Waking up Chinese? |
In Sarah's case, no damage to the brain has been detected at all, even by state of the art scanners. This is why she was diagnosed with severe migraine rather than stroke. In fact, the boundary between the two is rather blurry, it would seem. Her migraines are hemiplegic and absolutely crippling. The poor woman has several a week, but only two have landed her in hospital. The first of these gave her the Foreign Accent Syndrome, and the second affected her mobility on her left side. It seems nothing can be done to prevent or help her with the migraines, and she is unable to work at the age of 38. Her husband is at his wits' end with worry.
Sarah's acquired pattern of speech makes her once Plymouth accent now come across as Chinese. She has a monotone, staccato rhythm and utterance final lengthening and inappropriate pitch rises. She simplifies consonant clusters ("hopital") or uses schwa epenthesis to help her articulate them, so "spider" becomes "s-e-pider". She drops plural [s] and has some mild agrammatisms and word-retrieval difficulties.

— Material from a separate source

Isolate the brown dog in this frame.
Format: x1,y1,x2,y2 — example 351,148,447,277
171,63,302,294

Goodness me, does it sound like I know what I am talking about? Well, I should, because I spent all of 1998 in Newcastle studying a lady with Foreign Accent Syndrome. She had a couple of minor strokes (TIAs) which replaced her mild Derbyshire accent with one that sounded distinctly French. She had been an accomplished singer, but now had difficulty controlling her breath and holding a note well. She was such a lovely person, and it was so sad how little we could do to help her. I say "all of 1998 studying a lady" - in fact, I only spent a couple of hours with her. The rest of the year was spent listening to recordings and staring at spectograms and pitch contours on phonetics laboratory software. No use to the patient at all.

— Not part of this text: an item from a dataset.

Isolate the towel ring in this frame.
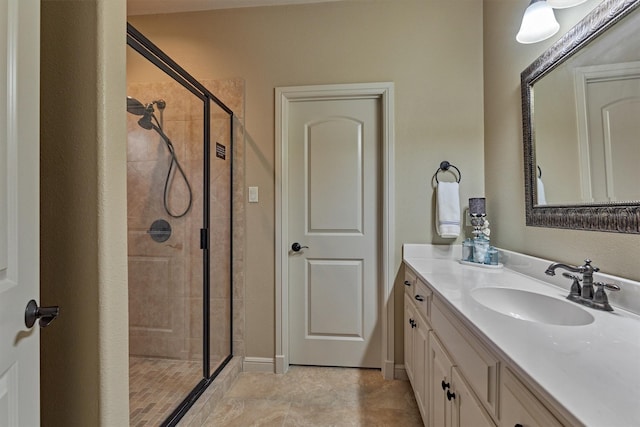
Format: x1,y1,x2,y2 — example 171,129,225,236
431,160,462,184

The university bookbinder's line endings made me become a subtitler |
Exaggerated pitch contours in Foreign Accent Syndrome |
Anyway, lo and behold, off goes Sarah to see my former thesis supervisor, Professor Nick Miller, in the Department of Speech at the University of Newcastle upon Tyne. So nice to see him again after all these years. It looks like he has a bigger and better office now. When I was working for him, he was in very cramped conditions in the King George VI building and used to have all his children's clothes drying on the radiators. Scary to think that those young toddlers are probably at university themselves now.

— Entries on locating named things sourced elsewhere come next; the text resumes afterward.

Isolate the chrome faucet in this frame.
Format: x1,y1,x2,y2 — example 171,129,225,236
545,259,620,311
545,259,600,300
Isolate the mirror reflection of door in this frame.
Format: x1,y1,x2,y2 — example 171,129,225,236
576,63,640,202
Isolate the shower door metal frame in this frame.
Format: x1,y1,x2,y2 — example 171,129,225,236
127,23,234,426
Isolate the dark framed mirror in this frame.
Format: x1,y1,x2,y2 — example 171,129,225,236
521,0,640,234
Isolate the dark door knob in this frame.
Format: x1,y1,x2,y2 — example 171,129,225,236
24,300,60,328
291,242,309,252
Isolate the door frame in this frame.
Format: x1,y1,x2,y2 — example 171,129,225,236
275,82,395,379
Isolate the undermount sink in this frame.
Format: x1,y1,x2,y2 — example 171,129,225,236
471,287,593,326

Glorious Newcastle-upon-Tyne |
Sarah undergoes some intensive speech therapy with Martin Duckworth, which she finds exhausting and frustrating. She has to repeat words over and over, trying to retrain all the tiny muscles involved in speech articulation. She does eventually considerably improve her pronunciation of "chips" and "chopsticks", though these may not have been the best choice of words for someone people (unhilariously) think should be ordering a Chinese takeaway. And there are so many more words in our rich and complex language left to work on. (Ironically, if Sarah had actually woken up Chinese, she may have found that easier, since there are far fewer possible consonant-vowel combinations in Mandarin syllables.)